Bug 1345934

Summary: [scale] - dashboard landing page generate inefficient query - history.cpu_per_socket
Product: [oVirt] ovirt-engine Reporter: Eldad Marciano <emarcian>
Component: GeneralAssignee: Alexander Wels <awels>
Status: CLOSED CURRENTRELEASE QA Contact: Eldad Marciano <emarcian>
Severity: high Docs Contact:
Priority: high    
Version: 4.0.0CC: amureini, awels, bugs, gklein, oourfali
Target Milestone: ovirt-4.0.1Flags: rule-engine: ovirt-4.0.z+
rule-engine: planning_ack+
rule-engine: devel_ack+
pnovotny: testing_ack+
Target Release: 4.0.0   
Hardware: x86_64   
OS: Linux   
Whiteboard:
Fixed In Version: Doc Type: If docs needed, set a value
Doc Text:
Story Points: ---
Clone Of: Environment:
Last Closed: 2016-08-12 14:11:52 UTC Type: Bug
Regression: --- Mount Type: ---
Documentation: --- CRM:
Verified Versions: Category: ---
oVirt Team: UX RHEL 7.3 requirements from Atomic Host:
Cloudforms Team: --- Target Upstream Version:
Embargoed:

Description Eldad Marciano 2016-06-13 13:10:24 UTC
Description of problem:
when browsing to landing page it takes very long time to fetch the dashboard


the query is:
SELECT SUM(COALESCE(history.cpu_per_socket, 0) * COALESCE (history.number_of_sockets, 0)) AS cpu_total_vms, SUM(CASE WHEN samples.vm_status = 1 THEN COALESCE (history.cpu_per_socket, 0) * COALESCE (history.number_of_sockets, 0) ELSE 0 END ) AS cpu_used_vms, CAST(SUM(COALESCE(history.memory_size_mb, 0.00)) AS float) AS mem_total_vms, CAST(SUM(CASE WHEN samples.vm_status = 1 THEN COALESCE(history.memory_size_mb, 0.00) ELSE 0.00 END) AS float) AS mem_used_vms FROM v4_0_statistics_vms_resources_usage_samples samples INNER JOIN v4_0_configuration_history_vms history ON history.history_id = samples.vm_configuration_version INNER JOIN v4_0_latest_configuration_vms a ON a.vm_id = samples.vm_id WHERE history_datetime >= CURRENT_TIMESTAMP - INTERVAL '5 minute' AND history_datetime <= CURRENT_TIMESTAMP AND samples.history_id IN (SELECT MAX(history_id) FROM v4_0_statistics_vms_resources_usage_samples b GROUP BY vm_id )

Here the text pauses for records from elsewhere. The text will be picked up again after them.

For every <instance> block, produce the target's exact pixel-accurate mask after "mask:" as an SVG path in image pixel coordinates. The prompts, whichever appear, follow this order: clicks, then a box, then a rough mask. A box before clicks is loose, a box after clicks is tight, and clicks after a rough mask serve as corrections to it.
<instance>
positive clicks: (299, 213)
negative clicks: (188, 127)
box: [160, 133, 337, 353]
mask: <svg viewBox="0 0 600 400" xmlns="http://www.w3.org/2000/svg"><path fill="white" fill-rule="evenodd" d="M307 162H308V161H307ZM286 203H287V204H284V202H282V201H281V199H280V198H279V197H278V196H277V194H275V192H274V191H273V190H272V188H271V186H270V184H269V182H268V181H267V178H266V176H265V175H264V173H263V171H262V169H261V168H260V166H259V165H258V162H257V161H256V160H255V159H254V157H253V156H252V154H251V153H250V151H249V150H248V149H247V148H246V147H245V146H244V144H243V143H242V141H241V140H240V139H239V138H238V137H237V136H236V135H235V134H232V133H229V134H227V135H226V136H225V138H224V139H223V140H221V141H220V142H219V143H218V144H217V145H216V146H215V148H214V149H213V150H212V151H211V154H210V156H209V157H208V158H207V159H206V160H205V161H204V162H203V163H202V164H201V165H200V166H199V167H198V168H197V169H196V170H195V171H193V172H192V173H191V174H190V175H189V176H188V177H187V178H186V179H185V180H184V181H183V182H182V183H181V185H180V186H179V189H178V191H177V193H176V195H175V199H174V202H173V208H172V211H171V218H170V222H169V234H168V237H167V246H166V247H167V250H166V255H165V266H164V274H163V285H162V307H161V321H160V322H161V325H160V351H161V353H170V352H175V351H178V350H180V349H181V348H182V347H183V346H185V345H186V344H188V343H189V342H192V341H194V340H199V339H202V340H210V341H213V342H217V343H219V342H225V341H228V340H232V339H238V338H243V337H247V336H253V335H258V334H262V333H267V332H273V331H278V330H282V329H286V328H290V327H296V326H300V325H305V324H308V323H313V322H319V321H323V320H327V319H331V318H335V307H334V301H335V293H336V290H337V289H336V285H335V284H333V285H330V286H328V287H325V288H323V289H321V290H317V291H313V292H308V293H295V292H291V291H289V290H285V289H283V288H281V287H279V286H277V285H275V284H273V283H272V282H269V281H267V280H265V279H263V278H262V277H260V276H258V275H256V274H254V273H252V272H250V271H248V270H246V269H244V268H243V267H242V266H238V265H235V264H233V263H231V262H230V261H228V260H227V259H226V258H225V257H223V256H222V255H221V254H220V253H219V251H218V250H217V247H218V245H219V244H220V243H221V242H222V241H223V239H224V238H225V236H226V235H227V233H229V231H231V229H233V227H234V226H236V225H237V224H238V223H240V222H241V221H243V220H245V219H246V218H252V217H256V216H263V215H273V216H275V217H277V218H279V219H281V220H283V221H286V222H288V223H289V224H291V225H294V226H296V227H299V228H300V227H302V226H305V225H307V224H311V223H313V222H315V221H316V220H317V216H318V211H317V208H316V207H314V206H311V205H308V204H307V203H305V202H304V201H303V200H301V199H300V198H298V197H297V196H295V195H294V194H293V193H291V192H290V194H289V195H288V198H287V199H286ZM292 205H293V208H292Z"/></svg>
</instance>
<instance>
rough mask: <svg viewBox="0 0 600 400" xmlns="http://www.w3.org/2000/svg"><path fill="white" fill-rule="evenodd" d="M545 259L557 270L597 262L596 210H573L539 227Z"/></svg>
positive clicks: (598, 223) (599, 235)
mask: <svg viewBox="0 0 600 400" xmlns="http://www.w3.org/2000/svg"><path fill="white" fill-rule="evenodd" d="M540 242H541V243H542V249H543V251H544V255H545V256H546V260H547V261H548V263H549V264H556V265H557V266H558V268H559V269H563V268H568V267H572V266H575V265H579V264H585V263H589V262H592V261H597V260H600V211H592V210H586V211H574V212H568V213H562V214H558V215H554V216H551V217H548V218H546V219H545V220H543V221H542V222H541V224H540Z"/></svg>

Version-Release number of selected component (if applicable):
4.0.7

How reproducible:
100%

Steps to Reproduce:
1. large scale env (39 hosts, 3K vms)
2. fetch the dashboard.
3.

Actual results:
very long response time and sometimes the UI get stuck 

Expected results:
fast response time, stable UI

Additional info:

Comment 1 Eldad Marciano 2016-06-13 13:11:01 UTC
I forgot to mention this is the most heavy query and it takes like 132s to resolve it.

Comment 2 Yaniv Kaul 2016-06-13 14:39:23 UTC
Reducing severity - this is taking a lot of time on high scale. I assume it is working in a sane manner on a smaller scale setup.

Comment 3 Alexander Wels 2016-06-13 14:43:25 UTC
I am analyzing the queries now, looks like we might need some indexes on some tables that we are using.

Comment 4 Alexander Wels 2016-06-13 19:40:20 UTC
Got the query down to about 20 seconds. Not sure what else to do to improve it.

Comment 5 Pavel Novotny 2016-07-07 08:23:07 UTC
Moving verification to Scale team, as they have the appropriate environment for this.

Comment 6 Eldad Marciano 2016-08-09 11:45:26 UTC
verified execution time is 2 sec.